Он поднимается, отстранив меня, спускается вниз и, взяв газету, возвращается на место.
— Ты почему меня дразнишь, малыш? — Но сейчас он кажется веселее, чем минуту назад.
— Вы чудной, — говорю я, — вы чудной и, может быть, немного трусливый. Вот вы не хотите серьезно говорить со мной и поэтому называете меня малышом! — Я со смехом прыгаю с крыльца и бегу к калитке.
«Увижу Донию потом, — думаю я, — увижу потом».
Платьице легонькое: подходящий ветерок — и полетит. Дония медленно вскинула руки, плавно уронила их, и платьице опустилось на песок.

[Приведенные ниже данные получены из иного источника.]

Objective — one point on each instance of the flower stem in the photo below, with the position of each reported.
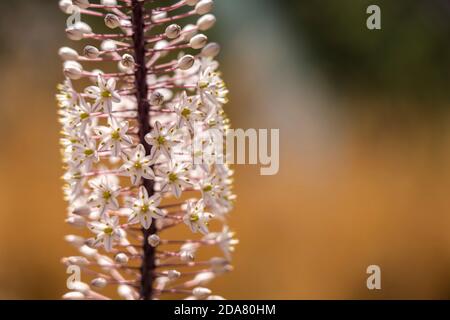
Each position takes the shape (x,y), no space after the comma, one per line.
(148,261)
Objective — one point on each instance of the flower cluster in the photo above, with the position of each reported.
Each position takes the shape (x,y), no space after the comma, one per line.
(129,137)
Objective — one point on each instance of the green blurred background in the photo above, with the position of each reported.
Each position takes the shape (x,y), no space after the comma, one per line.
(365,135)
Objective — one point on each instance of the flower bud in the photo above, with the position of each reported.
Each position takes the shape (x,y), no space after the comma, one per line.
(112,21)
(206,22)
(108,45)
(78,30)
(73,295)
(76,221)
(173,31)
(66,6)
(203,6)
(99,282)
(67,53)
(201,292)
(186,62)
(211,50)
(125,292)
(91,52)
(128,60)
(189,31)
(161,45)
(76,260)
(83,4)
(198,41)
(88,251)
(154,240)
(187,256)
(156,98)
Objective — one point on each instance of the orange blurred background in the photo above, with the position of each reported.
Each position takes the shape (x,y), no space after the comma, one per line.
(364,167)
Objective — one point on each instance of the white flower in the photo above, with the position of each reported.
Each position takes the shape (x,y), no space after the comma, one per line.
(114,137)
(107,232)
(67,96)
(137,165)
(186,110)
(145,209)
(196,218)
(104,93)
(85,153)
(161,140)
(81,115)
(174,178)
(105,194)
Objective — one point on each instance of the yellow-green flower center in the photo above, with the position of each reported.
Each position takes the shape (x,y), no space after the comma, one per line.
(161,140)
(186,112)
(173,177)
(194,217)
(106,94)
(84,116)
(115,135)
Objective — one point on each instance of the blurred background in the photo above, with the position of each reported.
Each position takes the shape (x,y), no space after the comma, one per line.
(365,148)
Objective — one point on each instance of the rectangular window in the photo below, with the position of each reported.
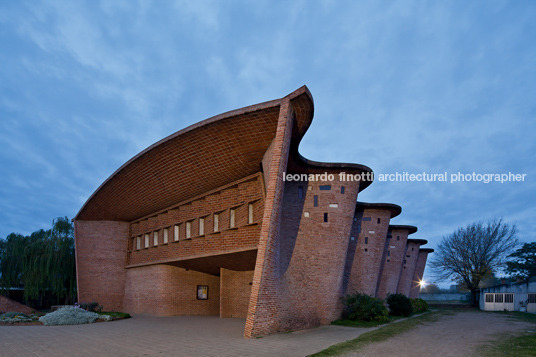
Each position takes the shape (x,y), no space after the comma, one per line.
(232,214)
(216,222)
(176,233)
(188,229)
(250,213)
(201,226)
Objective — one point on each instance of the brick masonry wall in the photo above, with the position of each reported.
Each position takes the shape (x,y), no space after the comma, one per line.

— Ну, идем, — позвала она, кивнув в сторону воды. Я ответил, что посижу немного.
— Ты улыбаешься, — сказала Дония.
— Улыбаюсь? — удивился я.
Она тронулась к воде, за спиной качнулась коса, толстая, русая, правда, не очень длинная, чуть пониже лопаток.

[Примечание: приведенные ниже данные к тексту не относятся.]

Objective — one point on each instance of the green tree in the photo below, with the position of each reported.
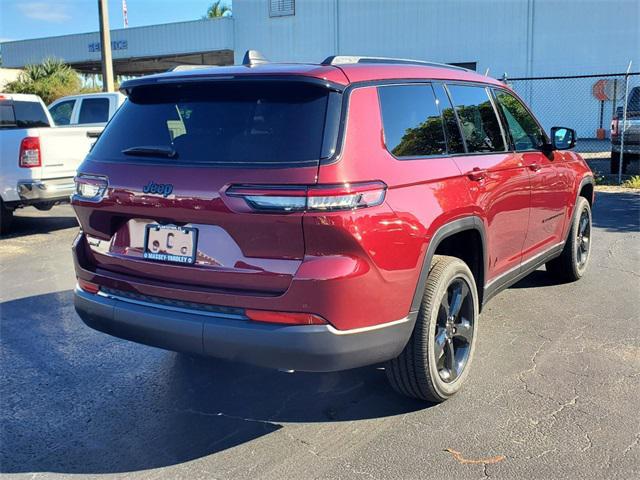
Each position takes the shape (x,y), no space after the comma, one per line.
(218,9)
(49,80)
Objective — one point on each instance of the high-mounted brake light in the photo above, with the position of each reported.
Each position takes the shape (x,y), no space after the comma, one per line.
(90,187)
(316,198)
(29,156)
(287,318)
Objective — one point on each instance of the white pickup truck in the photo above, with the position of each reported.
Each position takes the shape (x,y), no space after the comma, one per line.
(38,160)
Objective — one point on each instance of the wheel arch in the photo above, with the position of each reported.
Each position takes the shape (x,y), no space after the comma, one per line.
(586,189)
(442,241)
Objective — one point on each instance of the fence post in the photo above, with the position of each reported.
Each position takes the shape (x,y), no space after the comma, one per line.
(624,121)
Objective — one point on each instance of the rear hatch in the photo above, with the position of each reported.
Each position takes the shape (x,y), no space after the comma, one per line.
(172,157)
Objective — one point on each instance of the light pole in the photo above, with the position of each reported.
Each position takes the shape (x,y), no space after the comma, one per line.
(105,47)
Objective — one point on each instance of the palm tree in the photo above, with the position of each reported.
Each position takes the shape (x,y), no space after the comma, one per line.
(50,80)
(218,9)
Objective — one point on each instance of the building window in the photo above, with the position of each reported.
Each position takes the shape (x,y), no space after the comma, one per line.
(468,65)
(282,8)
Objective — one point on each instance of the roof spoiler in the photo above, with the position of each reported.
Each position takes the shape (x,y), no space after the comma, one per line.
(253,57)
(350,59)
(184,68)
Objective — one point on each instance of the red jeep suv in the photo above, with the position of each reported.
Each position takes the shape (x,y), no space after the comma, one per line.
(323,217)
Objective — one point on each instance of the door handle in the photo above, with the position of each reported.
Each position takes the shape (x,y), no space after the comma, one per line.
(477,174)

У Донии есть просто красивые, очень красивые, есть немыслимо красивые платья, и на каждом из них лежала эта коса. Но лучше всего лежать ей на спине, где светлеет подернутая смуглым румянцем впадинка; лопатки густо напитаны загаром, но не так дурацки черно, как у меня, а с ласковым отливом…
Дония взмахнула широко раскрытыми руками, ударила по воде.
Звонкие брызги взлетели и — как бы вспыхнула мелодия света и медленно растворилась в матовом зное.
Потом она поплыла, беззвучно и коротко рубя волну.
Она выходит из воды медленно, шатаясь, сложив на груди руки так, будто несет крохотного ребенка. Она останавливается близко около меня, осыпая мягкие капли воды. Она что-то говорит быстрым, смеющимся голосом, но я не слышу, потому что смотрю на ее ноги!
Какие у нее красивые ноги! Как мягко и постепенно ложился загар на эти лодыжки, икры, и как мягко, осторожно ослабевая, подымался к бедрам. Ступни у нее маленькие, и маленькие пальцы жмутся один к другому, будто они слабы и зябки, но как уверенно идут эти ноги и по песчаному берегу, и по пухлой уличной пыли, и по звонким тротуарам. Им хороши и шаровары в обтяжку, и короткие и длинные платья, и купальный костюм.